Supreme Court Justices Sonia Sotomayor, Ruth Bader Ginsburg, and Elena Kagan (Steve Petteway/AP)


In his latest attack on judges, Donald Trump has denounced Supreme Court Justices Sonia Sotomayor and Ruth Bader Ginsburg and said they should recuse themselves from any case involving his Administration.

Even during a trip to India, Trump’s attention and anger were centered on Washington and courts, days after he failed to get a light sentence for his long-time friend and operative Roger Stone.

See also TrumpWatch, Day 1,130: Roger Stone — Judge Rebuffs Pressure Over Sentencing of Trump’s Friend

Trump was further triggered by Sotomayor’s dissent, in a Friday 5-4 ruling by the Court enabling the Administration’s “public charge” rule to go into effect.

The Administration is seeking to use the “public charge” to deny visas and entry to the US for any immigrants who may receive public services such as Medicaid, food stamps, and housing vouchers.

Led by anti-immigration advisor Stephen Miller, the White House introduced the public charge rule last August, to take effect in 60 days.

Critics warned that the provision would not only punish entering immigrants, including those seeking to join relatives already in the US, but legal immigrants already resident in the US. About one in seven adults in immigrant families did not participate in a non-cash safety net program last year because of fear of losing green card status in the future.

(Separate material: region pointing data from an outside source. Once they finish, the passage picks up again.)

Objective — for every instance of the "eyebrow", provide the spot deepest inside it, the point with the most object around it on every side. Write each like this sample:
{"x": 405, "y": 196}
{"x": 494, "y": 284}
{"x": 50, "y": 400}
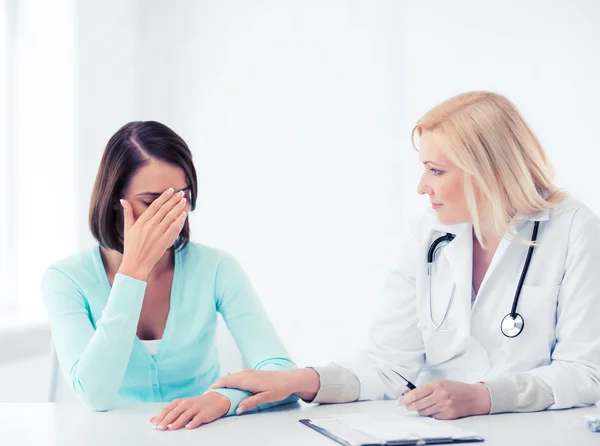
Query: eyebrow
{"x": 431, "y": 162}
{"x": 158, "y": 194}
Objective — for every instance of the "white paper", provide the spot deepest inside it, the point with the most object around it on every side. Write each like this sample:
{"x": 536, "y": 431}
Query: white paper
{"x": 397, "y": 426}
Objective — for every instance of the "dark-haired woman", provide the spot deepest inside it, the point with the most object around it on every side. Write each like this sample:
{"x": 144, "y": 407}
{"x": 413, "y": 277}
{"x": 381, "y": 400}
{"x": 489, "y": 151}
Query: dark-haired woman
{"x": 134, "y": 318}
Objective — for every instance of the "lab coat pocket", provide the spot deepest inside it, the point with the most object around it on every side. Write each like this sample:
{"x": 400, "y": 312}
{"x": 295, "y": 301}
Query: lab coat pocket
{"x": 440, "y": 345}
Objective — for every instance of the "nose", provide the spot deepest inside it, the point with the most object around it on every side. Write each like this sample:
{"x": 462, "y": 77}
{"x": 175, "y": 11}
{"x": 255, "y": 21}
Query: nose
{"x": 423, "y": 187}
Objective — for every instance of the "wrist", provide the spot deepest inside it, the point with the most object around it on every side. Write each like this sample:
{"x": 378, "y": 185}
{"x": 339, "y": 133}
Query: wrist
{"x": 306, "y": 383}
{"x": 483, "y": 402}
{"x": 133, "y": 271}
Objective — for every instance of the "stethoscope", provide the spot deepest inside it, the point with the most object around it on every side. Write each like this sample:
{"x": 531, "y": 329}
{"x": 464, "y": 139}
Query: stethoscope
{"x": 512, "y": 324}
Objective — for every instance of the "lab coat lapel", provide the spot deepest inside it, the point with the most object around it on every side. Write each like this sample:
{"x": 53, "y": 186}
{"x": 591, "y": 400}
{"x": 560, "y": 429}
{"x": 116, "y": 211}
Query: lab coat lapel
{"x": 459, "y": 254}
{"x": 517, "y": 227}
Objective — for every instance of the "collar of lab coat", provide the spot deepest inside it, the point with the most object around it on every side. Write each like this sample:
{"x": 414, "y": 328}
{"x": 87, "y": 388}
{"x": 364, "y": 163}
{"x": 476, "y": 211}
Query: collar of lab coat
{"x": 517, "y": 221}
{"x": 460, "y": 250}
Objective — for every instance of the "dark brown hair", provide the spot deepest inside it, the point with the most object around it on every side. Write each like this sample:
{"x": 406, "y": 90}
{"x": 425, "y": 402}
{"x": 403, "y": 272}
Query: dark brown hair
{"x": 128, "y": 150}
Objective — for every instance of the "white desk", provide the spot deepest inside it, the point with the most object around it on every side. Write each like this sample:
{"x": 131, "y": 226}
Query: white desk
{"x": 72, "y": 425}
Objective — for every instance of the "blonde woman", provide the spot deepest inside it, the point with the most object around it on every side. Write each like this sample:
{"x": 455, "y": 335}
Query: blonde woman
{"x": 494, "y": 304}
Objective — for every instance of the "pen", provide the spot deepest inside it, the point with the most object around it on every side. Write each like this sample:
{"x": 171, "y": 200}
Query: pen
{"x": 410, "y": 385}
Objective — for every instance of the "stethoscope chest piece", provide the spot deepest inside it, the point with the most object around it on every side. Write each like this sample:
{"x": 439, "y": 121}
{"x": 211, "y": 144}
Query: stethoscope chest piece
{"x": 512, "y": 326}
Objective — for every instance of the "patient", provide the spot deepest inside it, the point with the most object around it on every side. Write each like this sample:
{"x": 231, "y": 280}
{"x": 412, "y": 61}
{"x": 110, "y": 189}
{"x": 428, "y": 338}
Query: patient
{"x": 134, "y": 318}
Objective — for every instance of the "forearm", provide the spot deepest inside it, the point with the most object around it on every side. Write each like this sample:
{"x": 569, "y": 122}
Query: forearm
{"x": 96, "y": 371}
{"x": 331, "y": 384}
{"x": 519, "y": 392}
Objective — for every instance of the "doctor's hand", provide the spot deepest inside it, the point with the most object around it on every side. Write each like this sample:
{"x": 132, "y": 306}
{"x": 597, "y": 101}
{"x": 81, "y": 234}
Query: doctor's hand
{"x": 271, "y": 386}
{"x": 191, "y": 412}
{"x": 448, "y": 400}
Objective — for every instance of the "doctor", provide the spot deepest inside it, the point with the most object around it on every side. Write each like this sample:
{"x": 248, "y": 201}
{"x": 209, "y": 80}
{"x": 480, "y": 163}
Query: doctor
{"x": 495, "y": 303}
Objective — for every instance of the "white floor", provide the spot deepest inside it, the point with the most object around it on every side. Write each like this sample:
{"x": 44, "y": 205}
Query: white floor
{"x": 25, "y": 380}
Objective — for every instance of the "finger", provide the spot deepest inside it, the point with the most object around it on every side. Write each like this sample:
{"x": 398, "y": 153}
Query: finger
{"x": 175, "y": 229}
{"x": 161, "y": 213}
{"x": 416, "y": 394}
{"x": 171, "y": 417}
{"x": 220, "y": 383}
{"x": 164, "y": 411}
{"x": 172, "y": 216}
{"x": 432, "y": 411}
{"x": 182, "y": 420}
{"x": 423, "y": 403}
{"x": 127, "y": 215}
{"x": 196, "y": 421}
{"x": 254, "y": 401}
{"x": 157, "y": 204}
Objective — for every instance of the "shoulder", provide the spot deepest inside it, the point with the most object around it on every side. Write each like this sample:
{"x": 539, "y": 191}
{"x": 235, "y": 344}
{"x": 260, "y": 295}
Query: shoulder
{"x": 204, "y": 256}
{"x": 79, "y": 268}
{"x": 575, "y": 218}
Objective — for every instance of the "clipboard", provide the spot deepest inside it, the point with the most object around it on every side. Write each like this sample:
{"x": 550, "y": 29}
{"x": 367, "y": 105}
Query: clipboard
{"x": 345, "y": 434}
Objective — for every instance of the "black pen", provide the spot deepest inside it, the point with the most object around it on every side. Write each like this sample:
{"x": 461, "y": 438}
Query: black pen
{"x": 410, "y": 385}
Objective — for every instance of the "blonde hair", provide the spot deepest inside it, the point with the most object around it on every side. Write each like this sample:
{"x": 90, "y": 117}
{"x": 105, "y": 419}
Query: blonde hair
{"x": 505, "y": 168}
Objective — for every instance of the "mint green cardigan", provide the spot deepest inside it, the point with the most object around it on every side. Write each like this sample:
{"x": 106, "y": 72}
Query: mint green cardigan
{"x": 94, "y": 329}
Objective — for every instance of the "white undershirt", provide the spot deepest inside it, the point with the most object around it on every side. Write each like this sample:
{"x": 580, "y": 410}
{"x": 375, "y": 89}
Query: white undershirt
{"x": 152, "y": 346}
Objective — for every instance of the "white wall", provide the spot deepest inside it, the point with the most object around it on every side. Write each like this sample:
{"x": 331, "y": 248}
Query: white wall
{"x": 299, "y": 114}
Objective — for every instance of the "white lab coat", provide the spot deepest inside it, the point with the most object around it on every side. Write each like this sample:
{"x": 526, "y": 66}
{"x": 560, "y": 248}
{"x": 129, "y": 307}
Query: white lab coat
{"x": 560, "y": 304}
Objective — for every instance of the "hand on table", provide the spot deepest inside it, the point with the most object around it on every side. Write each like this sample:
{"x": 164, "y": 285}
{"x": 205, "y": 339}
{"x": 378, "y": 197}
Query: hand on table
{"x": 447, "y": 400}
{"x": 191, "y": 412}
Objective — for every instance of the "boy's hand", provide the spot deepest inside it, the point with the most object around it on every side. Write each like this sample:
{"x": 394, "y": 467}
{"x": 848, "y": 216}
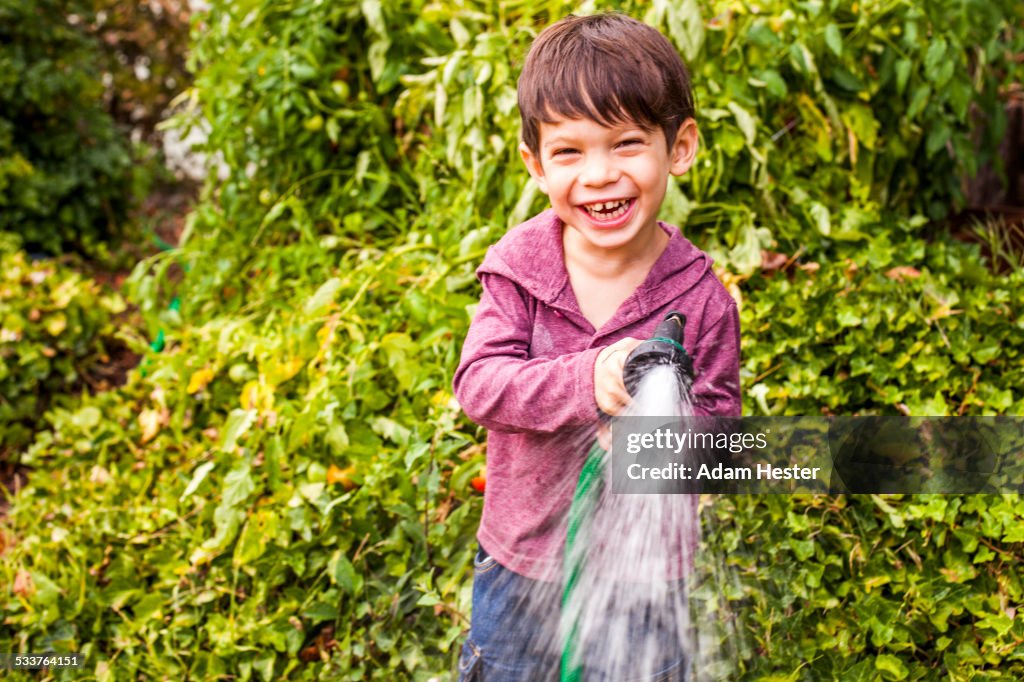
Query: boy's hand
{"x": 609, "y": 391}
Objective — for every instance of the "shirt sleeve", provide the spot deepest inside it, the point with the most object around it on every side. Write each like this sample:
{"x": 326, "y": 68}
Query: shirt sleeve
{"x": 716, "y": 368}
{"x": 501, "y": 388}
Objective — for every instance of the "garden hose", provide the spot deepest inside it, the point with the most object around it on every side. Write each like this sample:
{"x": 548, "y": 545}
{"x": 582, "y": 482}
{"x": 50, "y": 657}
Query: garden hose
{"x": 585, "y": 498}
{"x": 665, "y": 348}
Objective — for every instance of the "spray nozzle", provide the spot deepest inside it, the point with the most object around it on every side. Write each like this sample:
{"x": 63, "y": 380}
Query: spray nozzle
{"x": 665, "y": 348}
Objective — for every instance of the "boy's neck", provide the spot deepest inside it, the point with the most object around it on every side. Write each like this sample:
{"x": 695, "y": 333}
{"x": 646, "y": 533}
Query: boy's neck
{"x": 639, "y": 255}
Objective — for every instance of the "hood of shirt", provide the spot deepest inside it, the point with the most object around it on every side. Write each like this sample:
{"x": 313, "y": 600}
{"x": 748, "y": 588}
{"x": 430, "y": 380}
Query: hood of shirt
{"x": 531, "y": 255}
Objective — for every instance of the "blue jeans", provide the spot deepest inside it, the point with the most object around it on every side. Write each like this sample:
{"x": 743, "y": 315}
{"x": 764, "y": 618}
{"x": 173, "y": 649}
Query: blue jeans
{"x": 514, "y": 633}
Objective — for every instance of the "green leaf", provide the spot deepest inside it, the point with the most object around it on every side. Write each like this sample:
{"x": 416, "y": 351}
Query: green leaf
{"x": 745, "y": 122}
{"x": 318, "y": 302}
{"x": 238, "y": 485}
{"x": 891, "y": 667}
{"x": 198, "y": 477}
{"x": 239, "y": 422}
{"x": 834, "y": 39}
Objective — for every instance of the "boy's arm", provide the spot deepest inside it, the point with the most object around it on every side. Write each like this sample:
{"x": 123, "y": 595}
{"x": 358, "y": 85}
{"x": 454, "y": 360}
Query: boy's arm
{"x": 716, "y": 368}
{"x": 501, "y": 388}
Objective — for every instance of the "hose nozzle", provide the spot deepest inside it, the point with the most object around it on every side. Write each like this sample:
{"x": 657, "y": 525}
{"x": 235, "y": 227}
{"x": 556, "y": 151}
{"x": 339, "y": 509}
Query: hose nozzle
{"x": 665, "y": 348}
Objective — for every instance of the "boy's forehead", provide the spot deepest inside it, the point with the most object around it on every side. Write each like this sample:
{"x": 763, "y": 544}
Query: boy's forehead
{"x": 566, "y": 128}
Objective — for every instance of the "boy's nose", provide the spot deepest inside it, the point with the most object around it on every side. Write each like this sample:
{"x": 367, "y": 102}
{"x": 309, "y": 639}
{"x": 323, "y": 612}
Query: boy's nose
{"x": 599, "y": 171}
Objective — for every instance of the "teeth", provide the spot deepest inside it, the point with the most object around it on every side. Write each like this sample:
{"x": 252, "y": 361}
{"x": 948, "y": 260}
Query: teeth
{"x": 596, "y": 210}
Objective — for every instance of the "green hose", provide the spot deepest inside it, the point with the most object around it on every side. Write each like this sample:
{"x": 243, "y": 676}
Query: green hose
{"x": 584, "y": 501}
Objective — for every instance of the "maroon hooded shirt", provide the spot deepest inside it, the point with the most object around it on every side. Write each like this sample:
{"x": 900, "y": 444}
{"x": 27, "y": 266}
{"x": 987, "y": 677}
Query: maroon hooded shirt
{"x": 526, "y": 375}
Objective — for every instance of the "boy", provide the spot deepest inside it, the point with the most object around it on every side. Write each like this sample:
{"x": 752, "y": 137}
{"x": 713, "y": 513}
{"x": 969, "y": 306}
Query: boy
{"x": 607, "y": 116}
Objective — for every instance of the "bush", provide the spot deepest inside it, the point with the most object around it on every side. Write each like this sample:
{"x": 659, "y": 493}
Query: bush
{"x": 296, "y": 467}
{"x": 66, "y": 171}
{"x": 52, "y": 327}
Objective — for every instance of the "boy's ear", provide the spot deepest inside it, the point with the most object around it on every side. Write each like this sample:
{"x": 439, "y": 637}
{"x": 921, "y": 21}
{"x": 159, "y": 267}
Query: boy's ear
{"x": 684, "y": 151}
{"x": 534, "y": 166}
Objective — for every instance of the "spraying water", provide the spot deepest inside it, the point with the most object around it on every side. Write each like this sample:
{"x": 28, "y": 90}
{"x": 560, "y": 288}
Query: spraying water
{"x": 627, "y": 611}
{"x": 624, "y": 600}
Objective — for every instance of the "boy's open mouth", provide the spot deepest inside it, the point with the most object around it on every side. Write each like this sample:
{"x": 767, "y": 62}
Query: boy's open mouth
{"x": 608, "y": 210}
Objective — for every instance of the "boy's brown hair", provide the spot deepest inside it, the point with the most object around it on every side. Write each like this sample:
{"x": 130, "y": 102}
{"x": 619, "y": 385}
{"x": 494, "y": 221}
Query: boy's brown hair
{"x": 608, "y": 68}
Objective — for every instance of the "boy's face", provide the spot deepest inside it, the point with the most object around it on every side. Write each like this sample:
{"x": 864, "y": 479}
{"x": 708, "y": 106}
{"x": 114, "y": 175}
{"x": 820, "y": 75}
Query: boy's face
{"x": 608, "y": 183}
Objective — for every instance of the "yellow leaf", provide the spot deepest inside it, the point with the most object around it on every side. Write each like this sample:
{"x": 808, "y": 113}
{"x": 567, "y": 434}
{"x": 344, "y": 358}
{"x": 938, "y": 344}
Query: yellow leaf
{"x": 257, "y": 395}
{"x": 200, "y": 380}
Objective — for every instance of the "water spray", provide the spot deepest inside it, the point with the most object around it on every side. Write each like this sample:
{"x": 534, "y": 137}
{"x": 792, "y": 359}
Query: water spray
{"x": 664, "y": 348}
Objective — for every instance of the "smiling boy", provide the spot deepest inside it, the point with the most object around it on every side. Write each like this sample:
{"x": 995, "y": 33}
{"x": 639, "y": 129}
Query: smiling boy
{"x": 607, "y": 119}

According to Julia Gelatt of the Migration Policy Institute, 69% of about 5.5 million people who were granted green cards in the last five years could have been blocked by the public charge restriction.

See also TrumpWatch, Day 835: Trump Administration Moves to Limit and Remove Legal Immigrants

Sotomayor challenged the majority’s acceptance of the Administration’s emergency motion to override a stay on implementation of the rule, amid a series of legal challenges.

Claiming one emergency after another, the Government has recently sought stays in an unprecedented number of cases. It is hard to say what is more troubling that the Government would seek this extraordinary relief seemingly as a matter of course, or that the Court would grant it.

She went farther by warning that the Supreme Court is being bent to the will of Trump and his advisors: “[It] has been all too quick [to grant emergency requests]….Make no mistake: Such a shift in the Court’s own behavior comes at a cost.”

She argued that this risked the legitimacy of the judicial branch across a series of issues: “Make no mistake. This Court is partly to blame for the breakdown in the appellate process.”

Trump did not take on Sotomayor’s legal reasoning, or even the politics of his anti-immigrant policies. Instead, he quoted the Fox TV polemicist Laura Ingraham and issued his Twitter blast.

Beating Down the Judges

As a businessman and then as President, Trump has repeatedly insulted judges in an effort to undermine their authority.

Before taking office, Trump derided Judge Gonzalo Curiel — presiding over a class-action suit against Trump University — as a “Mexican”. Curiel, on the bench of the Southern District of California, was born in Indiana.

(Trump University eventually paid out $25 million to avoid a final ruling in the case.)

Within days of his inauguration, Trump tried to push aside judges who held up his “Muslim Ban”, forbidding entry to the US by citizens of seven mainly-Muslim countries. He claimed they were blocking his efforts “to keep criminals and terrorists the hell out of our country”.

Trump later called judges a “laughingstock” and a “joke” over their rulings on cases from immigration to sentencing for violent crimes.
He said those who prevented his attempt to deny asylum to migrants were a “disgrace” and “Obama judges”, bringing a rare rebuke from Supreme Court Chief Justice John Roberts.

Before Judge Amy Berman Jackson issued Roger Stone’s 30-month sentence last Thursday — after Attorney General William Barr, amid Trump’s pressure, overruled prosecutors seeking a term of 7 to 9 years — Trump blasted Jackson for her sentencing of his former campaign manager Paul Manafort, who is serving a 7 1/2 prison term for tax and financial crimes.